Carl Lawson causing a hold here on 3rd and short. The matchup of him and Marlon Davidson on Bobby Evans and Orlando Brown is going to be fun to watch.
Auburn shows four, but rushes three on 3rd and long and gets to Chad Kelly on a stunt that put the Jack OLB on a guard. Second time they ran something that forced a guard into a tough situation. This Auburn defensive front is talented and has good depth.
Chad Kelly and Ole Miss attacking the middle of the field once again. Auburn’s safeties are keeping everything in front for the most part, but are giving up 10+ yards a snap on these digs. Something I would like to see Oklahoma do against Auburn.
Sign of hope for Baker Mayfield’s scrambling ability? No spy on this 2nd & 7 and Chad Kelly goes for 8-9 yards before running over a couple defenders.
The swim move by the 2i technique on the center is impressive. Chad Kelly still avoids it and gets 3-4 yards. Auburn’s pass rush is suffocating.
Auburn goes man-to-man on the three receivers to the far side and Chad Kelly throws a beautiful ball to the skinny post by the inside receiver. These are catches that have to be made, especially one that could have given Ole Miss a lead.
I noted above that Ole Miss avoided Joshua Holsey on a one-on-one scenario. On the very next play following the dropped touchdown, Holsey picks off Chad Kelly. Kelly stares down the receiver, the receiver runs a bad route, and Holsey makes a great play.
The one thing Ole Miss doesn’t have is the talent at offensive line, or at running back like Oklahoma does.
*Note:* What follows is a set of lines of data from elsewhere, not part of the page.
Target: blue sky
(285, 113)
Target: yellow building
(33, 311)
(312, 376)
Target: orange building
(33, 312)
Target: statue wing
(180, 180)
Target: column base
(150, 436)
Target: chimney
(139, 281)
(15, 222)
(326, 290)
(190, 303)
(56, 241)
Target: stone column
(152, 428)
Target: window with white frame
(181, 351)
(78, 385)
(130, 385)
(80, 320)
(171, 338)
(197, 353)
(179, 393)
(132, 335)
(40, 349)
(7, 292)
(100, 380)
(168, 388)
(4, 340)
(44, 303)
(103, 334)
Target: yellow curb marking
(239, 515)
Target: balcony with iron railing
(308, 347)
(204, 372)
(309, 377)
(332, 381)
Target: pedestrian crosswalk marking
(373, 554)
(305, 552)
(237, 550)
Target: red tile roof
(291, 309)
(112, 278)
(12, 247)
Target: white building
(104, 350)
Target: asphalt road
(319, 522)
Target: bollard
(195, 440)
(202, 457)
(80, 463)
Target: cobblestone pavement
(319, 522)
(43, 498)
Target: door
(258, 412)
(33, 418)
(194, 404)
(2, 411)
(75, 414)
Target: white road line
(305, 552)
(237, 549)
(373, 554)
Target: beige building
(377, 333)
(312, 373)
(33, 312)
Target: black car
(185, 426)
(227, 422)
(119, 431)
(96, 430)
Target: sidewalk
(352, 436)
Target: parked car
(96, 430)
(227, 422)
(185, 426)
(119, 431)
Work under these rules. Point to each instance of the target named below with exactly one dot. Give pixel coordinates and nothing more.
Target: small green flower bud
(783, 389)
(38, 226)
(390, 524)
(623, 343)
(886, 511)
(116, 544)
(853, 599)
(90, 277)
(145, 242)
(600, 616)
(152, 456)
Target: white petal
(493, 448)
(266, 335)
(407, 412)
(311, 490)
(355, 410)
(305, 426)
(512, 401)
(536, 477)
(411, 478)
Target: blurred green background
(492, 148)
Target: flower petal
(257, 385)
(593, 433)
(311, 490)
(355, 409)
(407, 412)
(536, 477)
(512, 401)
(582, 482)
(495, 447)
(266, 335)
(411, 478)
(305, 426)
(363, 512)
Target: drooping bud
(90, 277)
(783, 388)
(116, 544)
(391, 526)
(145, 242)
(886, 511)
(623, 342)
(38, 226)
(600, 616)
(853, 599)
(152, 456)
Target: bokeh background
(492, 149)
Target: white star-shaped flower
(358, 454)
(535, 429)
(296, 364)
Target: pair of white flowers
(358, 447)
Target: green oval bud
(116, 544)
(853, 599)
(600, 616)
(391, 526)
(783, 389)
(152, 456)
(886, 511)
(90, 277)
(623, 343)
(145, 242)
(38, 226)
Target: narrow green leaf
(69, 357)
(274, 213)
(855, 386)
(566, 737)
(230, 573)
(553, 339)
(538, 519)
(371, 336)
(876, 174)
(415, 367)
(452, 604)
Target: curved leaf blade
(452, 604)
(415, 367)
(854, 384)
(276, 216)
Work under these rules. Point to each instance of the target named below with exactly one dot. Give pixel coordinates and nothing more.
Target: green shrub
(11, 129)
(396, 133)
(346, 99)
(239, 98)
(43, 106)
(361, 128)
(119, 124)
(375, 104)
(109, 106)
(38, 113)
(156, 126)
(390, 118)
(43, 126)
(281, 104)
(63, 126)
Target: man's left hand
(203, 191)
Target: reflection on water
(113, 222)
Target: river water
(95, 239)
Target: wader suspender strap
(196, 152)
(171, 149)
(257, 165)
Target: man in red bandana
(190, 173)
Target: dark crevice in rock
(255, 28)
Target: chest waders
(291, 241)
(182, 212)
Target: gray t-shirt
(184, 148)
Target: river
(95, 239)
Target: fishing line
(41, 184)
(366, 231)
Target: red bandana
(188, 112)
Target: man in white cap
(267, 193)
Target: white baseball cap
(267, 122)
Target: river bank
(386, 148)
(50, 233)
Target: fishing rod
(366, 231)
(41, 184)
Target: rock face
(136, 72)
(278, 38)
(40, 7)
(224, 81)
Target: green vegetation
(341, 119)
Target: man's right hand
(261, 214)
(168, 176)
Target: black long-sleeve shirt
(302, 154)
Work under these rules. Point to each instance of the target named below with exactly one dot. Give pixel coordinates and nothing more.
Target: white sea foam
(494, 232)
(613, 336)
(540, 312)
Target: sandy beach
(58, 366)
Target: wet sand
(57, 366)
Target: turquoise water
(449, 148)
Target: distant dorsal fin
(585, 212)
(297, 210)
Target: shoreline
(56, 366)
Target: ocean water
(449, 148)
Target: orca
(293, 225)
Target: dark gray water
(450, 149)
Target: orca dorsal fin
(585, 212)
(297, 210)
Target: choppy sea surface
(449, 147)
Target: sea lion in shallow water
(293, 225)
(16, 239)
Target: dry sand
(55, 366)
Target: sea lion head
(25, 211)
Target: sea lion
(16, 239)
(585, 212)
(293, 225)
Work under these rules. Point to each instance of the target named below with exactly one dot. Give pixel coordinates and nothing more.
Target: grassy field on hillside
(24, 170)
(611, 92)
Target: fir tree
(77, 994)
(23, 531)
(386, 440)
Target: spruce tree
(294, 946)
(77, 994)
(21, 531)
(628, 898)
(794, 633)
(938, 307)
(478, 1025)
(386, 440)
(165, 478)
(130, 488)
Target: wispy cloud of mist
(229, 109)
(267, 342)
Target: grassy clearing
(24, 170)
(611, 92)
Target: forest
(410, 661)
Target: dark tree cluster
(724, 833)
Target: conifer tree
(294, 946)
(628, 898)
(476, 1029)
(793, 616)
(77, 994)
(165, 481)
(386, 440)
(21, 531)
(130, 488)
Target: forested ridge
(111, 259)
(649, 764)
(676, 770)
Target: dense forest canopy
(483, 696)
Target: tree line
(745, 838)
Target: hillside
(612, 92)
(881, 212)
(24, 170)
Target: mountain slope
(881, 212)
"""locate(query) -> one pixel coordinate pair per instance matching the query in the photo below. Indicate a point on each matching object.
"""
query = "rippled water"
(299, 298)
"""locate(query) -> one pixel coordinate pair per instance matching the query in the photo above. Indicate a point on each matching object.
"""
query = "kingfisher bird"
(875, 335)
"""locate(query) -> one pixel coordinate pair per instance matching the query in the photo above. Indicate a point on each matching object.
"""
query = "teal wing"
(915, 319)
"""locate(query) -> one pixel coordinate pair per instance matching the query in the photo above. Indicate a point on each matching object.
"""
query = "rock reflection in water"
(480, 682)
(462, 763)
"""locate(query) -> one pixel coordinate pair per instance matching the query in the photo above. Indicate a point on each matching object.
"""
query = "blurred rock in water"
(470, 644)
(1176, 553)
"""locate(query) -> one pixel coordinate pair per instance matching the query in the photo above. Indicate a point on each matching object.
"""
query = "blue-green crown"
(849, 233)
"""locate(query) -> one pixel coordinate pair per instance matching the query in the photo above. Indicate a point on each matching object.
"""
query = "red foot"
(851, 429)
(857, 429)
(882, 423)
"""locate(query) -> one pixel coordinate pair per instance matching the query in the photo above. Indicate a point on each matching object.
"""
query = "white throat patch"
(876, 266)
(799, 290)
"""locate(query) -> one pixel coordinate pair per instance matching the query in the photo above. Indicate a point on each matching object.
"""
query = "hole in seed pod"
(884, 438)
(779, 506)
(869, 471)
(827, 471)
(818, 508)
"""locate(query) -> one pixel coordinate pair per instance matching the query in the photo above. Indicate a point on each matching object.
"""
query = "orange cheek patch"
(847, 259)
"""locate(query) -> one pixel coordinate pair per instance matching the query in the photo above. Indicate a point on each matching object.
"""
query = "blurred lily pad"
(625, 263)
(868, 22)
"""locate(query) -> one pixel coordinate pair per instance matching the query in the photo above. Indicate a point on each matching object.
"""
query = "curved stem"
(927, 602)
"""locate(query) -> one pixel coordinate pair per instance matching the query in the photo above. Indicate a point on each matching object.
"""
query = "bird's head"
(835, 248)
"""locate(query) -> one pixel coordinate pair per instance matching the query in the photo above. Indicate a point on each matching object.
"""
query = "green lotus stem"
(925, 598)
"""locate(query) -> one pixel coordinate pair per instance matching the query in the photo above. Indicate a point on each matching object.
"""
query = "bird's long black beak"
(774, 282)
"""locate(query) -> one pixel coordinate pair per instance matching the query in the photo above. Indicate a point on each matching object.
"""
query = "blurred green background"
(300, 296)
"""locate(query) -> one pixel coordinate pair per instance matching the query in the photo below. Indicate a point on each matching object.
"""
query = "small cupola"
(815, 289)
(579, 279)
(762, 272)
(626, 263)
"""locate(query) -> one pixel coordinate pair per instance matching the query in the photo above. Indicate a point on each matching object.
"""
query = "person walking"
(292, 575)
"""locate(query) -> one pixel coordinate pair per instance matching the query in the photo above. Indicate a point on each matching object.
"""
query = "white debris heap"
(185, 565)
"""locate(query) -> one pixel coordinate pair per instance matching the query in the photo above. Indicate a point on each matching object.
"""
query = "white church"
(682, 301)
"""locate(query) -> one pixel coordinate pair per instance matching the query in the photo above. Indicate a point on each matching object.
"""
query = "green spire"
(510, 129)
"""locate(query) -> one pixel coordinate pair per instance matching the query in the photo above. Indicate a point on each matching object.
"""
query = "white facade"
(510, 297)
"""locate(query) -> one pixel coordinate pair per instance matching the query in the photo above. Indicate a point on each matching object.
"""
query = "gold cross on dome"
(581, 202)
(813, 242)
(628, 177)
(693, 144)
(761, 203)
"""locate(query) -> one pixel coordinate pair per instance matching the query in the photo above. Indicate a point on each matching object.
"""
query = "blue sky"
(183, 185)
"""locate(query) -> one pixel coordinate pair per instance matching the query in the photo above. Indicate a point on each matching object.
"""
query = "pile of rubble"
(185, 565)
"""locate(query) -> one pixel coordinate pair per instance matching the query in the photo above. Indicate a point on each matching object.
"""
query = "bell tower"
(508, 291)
I would expect the Sooners to try and establish the running game early against the talented and physical front that Auburn will present. If they can do that and force Auburn to bring an extra man into the box, it will open up the back-end of the Auburn secondary for Baker Mayfield and Dede Westbrook.
An intriguing matchup it is. A true chess match that will either see Oklahoma continue its momentum heading into the 2017 season, or see another bump in the road that will show that the Sooners are not ready to be crowned contenders with the likes of Alabama, Clemson, and Ohio State.